This realization didn't happen as a sudden epiphany. No—as with most instances of self-understanding, there were a lot of smaller events that seemed to hint at this larger, more encompassing truth. But the direction that these hints seemed to point to was so frightening and disconcerting that, true as I knew it was, I did everything in my power to shut it down, to deny it, to talk myself out of it and to block it—with drugs, with ill-fated relationships, with isolation, anything that seemed to push that truth from view.
I can remember going to Washington, D.C., while my father was still alive, for the reintroduction to Congress of the Employment Non-Discrimination Act. After his congressional session, my dad took me onto the floor of Congress. I remember thinking at that moment how cool it would be to run for office one day. I began to envision my own career in politics and how proud I'd be to serve my country. But then it occurred to me that I'd have to be called a "congresswoman"—and that one word just stopped me short.
I got a little closer to understanding what was going on with me during my first attempt at sobriety. I recall being at an all-lesbian barbecue with some new friends. At the time, I was involved with a woman who was very social (as well as sober) and I was doing my best to expand my own social life, after being so withdrawn. Newly clearheaded, I still found myself two steps removed from the group, observing their interactions, listening to their stories and not as engaged as I could have been. And it occurred to me that day: I am not like any of these women. I'm not a femme lesbian; I'm not a jock lesbian; I'm not even a stone butch, despite my mannish shoes and clothing. I had tried on all these quintessential lesbian identities, but none of them had ever really fit. "No," I thought to myself. "I'm something other, something entirely different."
Over time, it began to dawn on me that though embodied as a female, I was not a woman at all. That despite my breasts, my curves and my female genitalia, inside, I identified as a man. This meant, of course, that I was transgender, literally a man living in a woman's body. I have always felt more comfortable wearing boys'and men's clothes. Without a doubt, as a child I thought of myself as a boy. But the process of coming to terms with the reality that I am in fact transgender was horrific. It upended my entire life.
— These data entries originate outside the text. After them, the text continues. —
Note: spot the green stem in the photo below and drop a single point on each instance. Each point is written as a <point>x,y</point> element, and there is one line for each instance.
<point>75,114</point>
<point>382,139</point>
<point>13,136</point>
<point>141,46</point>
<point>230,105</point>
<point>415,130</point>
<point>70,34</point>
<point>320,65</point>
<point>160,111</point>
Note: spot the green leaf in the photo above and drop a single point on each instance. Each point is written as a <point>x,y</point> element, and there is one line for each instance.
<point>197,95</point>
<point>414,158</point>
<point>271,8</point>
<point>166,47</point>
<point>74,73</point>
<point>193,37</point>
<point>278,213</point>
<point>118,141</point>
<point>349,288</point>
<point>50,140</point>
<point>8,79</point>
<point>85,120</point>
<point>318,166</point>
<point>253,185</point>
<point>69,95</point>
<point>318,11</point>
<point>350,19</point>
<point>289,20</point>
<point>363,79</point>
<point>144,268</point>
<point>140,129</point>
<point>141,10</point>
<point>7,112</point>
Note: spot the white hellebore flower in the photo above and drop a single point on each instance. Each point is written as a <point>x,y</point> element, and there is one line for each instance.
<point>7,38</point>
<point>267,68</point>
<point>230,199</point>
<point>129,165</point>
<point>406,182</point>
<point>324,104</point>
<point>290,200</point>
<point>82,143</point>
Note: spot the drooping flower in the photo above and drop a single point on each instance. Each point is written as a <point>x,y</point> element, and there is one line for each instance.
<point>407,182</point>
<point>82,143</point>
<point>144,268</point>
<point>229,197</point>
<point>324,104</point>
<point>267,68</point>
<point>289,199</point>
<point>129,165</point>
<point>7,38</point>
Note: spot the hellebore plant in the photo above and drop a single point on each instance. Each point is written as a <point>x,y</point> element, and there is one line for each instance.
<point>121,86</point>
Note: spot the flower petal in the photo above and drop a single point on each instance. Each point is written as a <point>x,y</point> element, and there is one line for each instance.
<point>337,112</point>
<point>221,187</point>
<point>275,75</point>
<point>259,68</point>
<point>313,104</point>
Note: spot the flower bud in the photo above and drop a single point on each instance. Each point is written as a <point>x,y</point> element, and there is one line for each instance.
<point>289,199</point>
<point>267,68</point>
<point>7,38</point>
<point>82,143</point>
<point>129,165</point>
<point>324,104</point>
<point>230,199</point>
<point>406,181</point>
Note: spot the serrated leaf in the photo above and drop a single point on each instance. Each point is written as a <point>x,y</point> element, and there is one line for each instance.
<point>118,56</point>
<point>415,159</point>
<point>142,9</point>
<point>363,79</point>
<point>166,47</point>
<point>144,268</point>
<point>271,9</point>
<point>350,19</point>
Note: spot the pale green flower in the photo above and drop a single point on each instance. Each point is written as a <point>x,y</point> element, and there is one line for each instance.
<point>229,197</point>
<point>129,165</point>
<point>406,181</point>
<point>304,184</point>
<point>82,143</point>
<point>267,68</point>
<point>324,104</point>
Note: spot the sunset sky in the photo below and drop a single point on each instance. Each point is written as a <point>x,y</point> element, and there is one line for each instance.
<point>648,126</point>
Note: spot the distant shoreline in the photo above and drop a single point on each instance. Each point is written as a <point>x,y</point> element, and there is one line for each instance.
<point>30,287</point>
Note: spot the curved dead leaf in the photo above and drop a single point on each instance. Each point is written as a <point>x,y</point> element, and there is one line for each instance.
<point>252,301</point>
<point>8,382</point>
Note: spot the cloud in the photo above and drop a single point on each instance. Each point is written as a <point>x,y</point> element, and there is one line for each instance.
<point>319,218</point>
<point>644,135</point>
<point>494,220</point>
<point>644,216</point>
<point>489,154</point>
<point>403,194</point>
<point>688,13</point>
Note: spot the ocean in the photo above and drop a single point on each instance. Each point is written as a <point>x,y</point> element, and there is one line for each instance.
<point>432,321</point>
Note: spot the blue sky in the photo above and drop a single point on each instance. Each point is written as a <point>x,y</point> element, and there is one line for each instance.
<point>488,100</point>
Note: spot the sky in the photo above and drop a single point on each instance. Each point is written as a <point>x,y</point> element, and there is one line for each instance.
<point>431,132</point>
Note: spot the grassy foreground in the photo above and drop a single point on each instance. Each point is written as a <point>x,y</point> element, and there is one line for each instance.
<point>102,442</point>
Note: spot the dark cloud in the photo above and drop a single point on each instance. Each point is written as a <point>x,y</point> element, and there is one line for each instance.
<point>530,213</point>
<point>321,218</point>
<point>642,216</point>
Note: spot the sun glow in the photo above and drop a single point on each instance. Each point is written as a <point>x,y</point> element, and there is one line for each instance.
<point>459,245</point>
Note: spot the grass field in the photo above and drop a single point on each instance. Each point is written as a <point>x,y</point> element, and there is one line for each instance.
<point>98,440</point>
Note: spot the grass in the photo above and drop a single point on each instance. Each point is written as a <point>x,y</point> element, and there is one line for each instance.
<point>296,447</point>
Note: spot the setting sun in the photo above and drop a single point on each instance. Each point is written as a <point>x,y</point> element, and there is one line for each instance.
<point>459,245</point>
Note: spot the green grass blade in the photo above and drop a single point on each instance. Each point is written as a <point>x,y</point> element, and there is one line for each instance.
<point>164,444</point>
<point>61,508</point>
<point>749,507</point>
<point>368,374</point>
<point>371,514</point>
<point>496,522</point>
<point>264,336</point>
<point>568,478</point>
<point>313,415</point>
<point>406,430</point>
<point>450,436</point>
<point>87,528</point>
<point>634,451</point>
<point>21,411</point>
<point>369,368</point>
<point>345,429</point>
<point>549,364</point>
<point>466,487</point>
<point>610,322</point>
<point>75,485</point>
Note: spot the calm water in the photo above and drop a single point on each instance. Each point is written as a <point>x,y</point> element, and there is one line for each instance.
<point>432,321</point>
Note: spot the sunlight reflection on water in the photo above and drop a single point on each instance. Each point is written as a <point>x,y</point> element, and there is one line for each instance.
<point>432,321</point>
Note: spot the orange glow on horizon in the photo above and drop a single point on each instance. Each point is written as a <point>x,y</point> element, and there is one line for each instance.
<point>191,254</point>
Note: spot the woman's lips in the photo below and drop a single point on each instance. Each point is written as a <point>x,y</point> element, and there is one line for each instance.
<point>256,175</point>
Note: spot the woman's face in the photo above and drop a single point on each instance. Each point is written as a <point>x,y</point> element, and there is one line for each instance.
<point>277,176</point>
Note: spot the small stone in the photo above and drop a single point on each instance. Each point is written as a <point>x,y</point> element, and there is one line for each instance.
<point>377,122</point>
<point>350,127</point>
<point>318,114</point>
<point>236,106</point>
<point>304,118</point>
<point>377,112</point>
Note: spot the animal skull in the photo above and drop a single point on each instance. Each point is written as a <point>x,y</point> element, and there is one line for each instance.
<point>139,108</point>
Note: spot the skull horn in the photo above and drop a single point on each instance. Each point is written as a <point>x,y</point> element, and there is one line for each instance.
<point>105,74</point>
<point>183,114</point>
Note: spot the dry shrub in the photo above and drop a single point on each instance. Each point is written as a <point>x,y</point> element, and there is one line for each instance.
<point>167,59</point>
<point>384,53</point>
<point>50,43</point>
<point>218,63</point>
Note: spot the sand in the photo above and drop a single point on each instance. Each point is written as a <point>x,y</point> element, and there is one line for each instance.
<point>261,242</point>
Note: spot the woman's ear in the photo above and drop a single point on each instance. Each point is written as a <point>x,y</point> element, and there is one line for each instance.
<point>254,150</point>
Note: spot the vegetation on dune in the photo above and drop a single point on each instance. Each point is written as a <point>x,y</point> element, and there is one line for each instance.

Most of us grow up with the expectation that the way we view ourselves and experience ourselves will eventually make sense. As young children and adolescents, we muddle along, helped and sometimes hindered by those who raise and care for us. We reach adulthood with varying degrees of self-understanding, hoping that a road map to a happy life will emerge. This process of figuring out our lives is never without challenges to overcome, wrong turns, successes and failures. But when something as basic as the physical body doesn't match the internal view we have in our minds, then there is a searing division within the self. And when the sex of the brain and the sex of the body clash, then the only treatment is some form of transition to the other gender. Without this treatment, in my opinion, lives are never fully lived. In many cases, they are shortened by suicide or self-destructive lifestyles.